側溝で鳴いていた子猫、フェリーで連れ帰り家族に 子供たちに毎日お世話され幸せな日々
■助けを求めていた子猫
アポロちゃん(生後6ヶ月・オス)は、2021年8月6日、鹿児島県に住む中村さん一家が種子島に旅行に行ったときに保護した。アポロちゃんは、種子島宇宙センターを眺める展望台付近の側溝にいて、か細い声を振り絞るように鳴いていた。兄弟や母猫は見当たらず、1匹だけでいた。
アポロちゃんは、身体は汚れていたが外傷もなく、それほど威嚇もしなかった。中村さんは、連れてこられて捨てられたのかもしれないと思ったそうだ。小学生の次男は、「この子はアポロだよ!」と、拾ったその場で名前を付けた。
■運命の出会い
中村さんは、アポロちゃんを車に積んでいたクーラーボックスに入れて、フェリーに乗って数時間かけて自宅に連れて帰った。
「やせて弱っていたので、暑い盛りに無事に連れて帰れるか心配でした。移動中に死んでしまうかもしれないとも思いましたが、置き去りにしようとは思いませんでした」
アポロちゃんを見つけた時、すぐに「この子を連れて帰るんだ」と、家族みんな考えるより先に行動していたという。
「数ヶ月前に猫の譲渡会に行ったこともありました、子供も猫を飼いたいと言っていたのです。急にその時がきた感じで、まさに運命的な出会いでした」
帰宅後すぐに動物病院で診てもらうと、7月上旬に生まれたようだった。中村さんは、「小さな外猫は、鳥などの外敵に襲われることもある」と聞いてゾッとした。
「弱ってはいたけど、襲われたり飢えたりしないうちに見つけられて本当に良かったと思いました」
■みんなに愛され家族の中心に
アポロちゃんは、船の汽笛の音を怖がる。中村さん宅は海に近く、日常的にフェリーや貨物船の汽笛が聴こえる。ボーという低い重厚音が響いてくると、アポロちゃんは瞬時に反応して急いで部屋の隅に逃げて隠れてしまう。

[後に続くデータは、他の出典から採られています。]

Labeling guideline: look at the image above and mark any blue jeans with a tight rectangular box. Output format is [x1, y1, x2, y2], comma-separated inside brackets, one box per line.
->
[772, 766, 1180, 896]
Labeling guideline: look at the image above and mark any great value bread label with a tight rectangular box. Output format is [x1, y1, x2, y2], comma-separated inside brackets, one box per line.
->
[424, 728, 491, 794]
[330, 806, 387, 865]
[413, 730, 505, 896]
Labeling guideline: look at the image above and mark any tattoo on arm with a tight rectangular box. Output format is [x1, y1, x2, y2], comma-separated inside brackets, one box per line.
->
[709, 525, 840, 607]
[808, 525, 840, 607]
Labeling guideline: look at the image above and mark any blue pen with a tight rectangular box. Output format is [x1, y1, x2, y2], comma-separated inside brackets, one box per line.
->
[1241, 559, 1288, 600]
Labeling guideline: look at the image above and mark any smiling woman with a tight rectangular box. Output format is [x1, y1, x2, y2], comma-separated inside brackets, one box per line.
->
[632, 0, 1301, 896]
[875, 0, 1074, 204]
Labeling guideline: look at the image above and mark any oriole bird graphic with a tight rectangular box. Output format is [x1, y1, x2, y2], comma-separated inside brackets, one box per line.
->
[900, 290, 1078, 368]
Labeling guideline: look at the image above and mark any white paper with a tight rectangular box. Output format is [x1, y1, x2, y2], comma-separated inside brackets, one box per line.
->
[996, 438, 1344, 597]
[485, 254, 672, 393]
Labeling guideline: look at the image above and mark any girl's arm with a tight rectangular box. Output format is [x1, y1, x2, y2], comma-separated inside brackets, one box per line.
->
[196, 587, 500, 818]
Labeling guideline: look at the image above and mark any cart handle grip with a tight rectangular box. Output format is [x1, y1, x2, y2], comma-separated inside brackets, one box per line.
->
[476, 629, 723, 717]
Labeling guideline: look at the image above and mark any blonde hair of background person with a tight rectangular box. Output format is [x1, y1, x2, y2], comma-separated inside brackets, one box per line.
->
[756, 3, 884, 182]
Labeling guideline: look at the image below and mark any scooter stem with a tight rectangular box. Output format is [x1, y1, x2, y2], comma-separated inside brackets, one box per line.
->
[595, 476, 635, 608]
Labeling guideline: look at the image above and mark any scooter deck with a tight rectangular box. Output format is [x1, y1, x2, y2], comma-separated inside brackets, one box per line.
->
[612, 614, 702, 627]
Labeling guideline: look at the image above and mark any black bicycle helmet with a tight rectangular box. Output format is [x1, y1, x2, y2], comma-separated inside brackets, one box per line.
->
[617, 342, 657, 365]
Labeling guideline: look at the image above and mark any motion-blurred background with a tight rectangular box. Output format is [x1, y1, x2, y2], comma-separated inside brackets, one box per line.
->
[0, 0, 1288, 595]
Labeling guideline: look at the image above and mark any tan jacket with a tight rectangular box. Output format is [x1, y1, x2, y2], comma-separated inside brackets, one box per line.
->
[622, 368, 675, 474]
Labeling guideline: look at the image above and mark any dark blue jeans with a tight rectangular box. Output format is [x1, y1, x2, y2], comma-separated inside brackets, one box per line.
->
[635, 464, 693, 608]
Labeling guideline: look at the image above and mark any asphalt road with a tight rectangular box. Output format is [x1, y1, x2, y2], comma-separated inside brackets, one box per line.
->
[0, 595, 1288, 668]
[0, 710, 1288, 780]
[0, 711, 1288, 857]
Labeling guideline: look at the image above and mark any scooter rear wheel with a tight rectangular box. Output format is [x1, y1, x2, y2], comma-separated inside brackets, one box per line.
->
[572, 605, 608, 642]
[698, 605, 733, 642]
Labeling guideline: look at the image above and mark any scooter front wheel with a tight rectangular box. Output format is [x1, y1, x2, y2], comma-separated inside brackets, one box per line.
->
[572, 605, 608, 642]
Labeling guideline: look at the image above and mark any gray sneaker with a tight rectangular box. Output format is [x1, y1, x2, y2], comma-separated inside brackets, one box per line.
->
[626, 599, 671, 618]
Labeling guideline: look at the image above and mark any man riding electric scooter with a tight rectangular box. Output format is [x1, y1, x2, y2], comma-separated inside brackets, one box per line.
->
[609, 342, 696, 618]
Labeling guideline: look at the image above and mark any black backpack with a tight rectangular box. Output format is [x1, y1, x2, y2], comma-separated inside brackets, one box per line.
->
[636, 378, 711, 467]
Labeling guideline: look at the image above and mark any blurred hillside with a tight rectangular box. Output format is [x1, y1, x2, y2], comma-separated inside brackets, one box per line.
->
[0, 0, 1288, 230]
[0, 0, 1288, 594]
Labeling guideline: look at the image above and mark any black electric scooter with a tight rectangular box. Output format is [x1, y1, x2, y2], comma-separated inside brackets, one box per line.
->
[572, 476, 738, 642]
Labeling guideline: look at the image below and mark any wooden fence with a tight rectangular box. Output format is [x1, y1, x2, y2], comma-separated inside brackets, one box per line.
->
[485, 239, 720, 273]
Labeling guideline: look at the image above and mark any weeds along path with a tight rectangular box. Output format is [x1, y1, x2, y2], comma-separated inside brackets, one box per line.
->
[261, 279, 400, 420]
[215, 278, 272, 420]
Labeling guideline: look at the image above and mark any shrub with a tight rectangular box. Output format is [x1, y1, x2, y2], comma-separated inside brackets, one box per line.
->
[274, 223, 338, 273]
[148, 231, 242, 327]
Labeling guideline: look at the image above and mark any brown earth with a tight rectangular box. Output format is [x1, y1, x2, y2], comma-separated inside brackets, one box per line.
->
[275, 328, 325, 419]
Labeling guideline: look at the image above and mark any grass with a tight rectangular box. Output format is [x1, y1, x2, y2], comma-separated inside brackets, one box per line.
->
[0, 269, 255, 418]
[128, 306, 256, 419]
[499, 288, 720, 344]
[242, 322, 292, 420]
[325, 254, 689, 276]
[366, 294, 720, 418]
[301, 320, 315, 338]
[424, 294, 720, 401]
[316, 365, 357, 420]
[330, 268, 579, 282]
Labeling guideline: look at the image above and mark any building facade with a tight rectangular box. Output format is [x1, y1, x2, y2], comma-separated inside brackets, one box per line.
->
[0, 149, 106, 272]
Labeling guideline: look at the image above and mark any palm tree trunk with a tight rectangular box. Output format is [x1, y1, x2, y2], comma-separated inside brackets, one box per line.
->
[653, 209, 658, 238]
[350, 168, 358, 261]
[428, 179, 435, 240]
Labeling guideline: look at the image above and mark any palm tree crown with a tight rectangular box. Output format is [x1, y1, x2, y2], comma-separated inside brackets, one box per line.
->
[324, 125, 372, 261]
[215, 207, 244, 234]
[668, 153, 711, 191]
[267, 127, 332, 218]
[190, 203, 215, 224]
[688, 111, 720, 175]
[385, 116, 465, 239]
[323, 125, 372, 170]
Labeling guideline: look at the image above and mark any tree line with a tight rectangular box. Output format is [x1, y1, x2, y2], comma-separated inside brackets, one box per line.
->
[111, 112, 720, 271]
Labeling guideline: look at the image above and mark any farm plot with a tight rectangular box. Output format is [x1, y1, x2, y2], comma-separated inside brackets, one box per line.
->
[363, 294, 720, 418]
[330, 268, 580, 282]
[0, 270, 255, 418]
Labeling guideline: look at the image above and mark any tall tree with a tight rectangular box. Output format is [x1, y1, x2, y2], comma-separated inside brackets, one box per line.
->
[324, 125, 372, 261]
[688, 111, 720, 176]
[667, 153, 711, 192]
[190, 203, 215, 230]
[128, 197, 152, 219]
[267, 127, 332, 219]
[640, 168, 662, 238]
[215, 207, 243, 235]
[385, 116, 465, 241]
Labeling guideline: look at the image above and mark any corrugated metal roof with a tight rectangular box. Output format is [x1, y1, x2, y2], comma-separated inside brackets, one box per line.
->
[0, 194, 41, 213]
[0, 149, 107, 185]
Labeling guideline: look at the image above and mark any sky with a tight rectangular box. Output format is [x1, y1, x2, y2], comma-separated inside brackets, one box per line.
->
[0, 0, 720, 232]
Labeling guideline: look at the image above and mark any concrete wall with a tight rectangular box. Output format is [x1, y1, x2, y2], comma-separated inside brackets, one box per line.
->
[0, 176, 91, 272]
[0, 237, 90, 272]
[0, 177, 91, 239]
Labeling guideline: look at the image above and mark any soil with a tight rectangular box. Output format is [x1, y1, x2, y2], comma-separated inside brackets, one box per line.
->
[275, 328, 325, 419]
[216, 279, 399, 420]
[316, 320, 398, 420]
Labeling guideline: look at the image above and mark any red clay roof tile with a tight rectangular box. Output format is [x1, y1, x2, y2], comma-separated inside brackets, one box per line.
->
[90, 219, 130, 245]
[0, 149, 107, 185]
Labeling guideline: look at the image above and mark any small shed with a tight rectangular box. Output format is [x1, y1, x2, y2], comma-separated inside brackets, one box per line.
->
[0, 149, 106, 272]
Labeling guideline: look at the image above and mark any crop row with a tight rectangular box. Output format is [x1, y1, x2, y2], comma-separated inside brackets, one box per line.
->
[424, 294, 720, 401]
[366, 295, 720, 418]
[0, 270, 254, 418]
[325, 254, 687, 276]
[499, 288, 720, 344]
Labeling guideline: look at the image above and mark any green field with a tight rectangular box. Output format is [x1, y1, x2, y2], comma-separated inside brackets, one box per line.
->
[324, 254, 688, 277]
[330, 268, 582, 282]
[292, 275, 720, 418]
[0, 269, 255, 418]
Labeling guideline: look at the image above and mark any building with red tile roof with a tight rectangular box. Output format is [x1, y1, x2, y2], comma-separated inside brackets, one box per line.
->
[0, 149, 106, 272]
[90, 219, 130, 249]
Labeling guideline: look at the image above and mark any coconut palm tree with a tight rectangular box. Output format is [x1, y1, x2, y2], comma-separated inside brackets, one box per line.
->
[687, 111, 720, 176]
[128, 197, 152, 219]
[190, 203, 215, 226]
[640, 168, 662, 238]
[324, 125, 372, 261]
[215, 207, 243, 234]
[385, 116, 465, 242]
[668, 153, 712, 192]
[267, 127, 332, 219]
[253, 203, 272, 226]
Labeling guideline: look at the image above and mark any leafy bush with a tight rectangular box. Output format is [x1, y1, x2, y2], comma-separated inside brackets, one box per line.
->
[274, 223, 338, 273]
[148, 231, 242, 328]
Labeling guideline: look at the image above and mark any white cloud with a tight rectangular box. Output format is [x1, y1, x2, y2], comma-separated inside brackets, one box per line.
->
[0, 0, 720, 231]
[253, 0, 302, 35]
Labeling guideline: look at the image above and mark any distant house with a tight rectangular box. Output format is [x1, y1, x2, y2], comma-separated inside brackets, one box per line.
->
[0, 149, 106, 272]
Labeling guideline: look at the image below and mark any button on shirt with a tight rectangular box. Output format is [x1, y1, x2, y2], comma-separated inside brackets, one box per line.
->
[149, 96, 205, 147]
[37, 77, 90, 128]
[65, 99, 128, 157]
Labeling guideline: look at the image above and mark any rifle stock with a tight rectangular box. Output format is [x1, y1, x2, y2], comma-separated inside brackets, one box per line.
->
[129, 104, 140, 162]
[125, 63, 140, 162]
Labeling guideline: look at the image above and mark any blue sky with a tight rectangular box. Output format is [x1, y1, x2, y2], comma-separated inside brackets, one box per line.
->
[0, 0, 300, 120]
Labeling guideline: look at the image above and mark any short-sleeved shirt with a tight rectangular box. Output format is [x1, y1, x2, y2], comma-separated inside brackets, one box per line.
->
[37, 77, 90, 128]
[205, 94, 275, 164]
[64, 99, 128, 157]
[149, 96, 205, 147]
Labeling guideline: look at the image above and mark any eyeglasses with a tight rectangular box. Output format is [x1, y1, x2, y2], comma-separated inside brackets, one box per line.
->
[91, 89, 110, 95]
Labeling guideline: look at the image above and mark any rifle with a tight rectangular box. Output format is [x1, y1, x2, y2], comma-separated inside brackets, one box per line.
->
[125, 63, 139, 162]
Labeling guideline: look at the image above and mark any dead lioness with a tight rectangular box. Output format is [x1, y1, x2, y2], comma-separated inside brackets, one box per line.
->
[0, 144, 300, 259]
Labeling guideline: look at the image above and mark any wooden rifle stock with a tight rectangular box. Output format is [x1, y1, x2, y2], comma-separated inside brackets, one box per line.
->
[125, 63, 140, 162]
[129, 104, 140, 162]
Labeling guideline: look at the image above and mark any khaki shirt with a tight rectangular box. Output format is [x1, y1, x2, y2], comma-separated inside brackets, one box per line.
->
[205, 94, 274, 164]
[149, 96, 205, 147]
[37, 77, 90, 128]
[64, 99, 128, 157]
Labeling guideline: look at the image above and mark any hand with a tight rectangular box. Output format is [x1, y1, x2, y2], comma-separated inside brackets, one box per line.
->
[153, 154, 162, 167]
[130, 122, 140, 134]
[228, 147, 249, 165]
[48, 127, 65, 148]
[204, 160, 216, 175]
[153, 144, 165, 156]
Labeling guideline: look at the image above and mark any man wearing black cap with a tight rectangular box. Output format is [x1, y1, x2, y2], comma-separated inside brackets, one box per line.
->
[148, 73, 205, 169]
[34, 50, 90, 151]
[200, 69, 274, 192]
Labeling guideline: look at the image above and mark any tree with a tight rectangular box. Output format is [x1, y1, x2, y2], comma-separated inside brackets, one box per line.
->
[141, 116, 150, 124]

「種子島から連れてくる時に乗ったフェリーの音を思い出しているのでしょう。数時間乗船していたのですが、アポロは心細くてとても不安だったので、その時のことを思い出して汽笛の音を怖がるのだと思います」
家族としては、音を聴こえないようにすることはできないので、いつもそっとしているという。
「そのトラウマを感じなくなるぐらい、これからももっと愛情を注いで一緒に過ごしていきたいです」
次男は朝のテレビの星座占いを必ず見るが、アポロちゃんの星座(獅子座)もチェックして運勢を教えてくれる。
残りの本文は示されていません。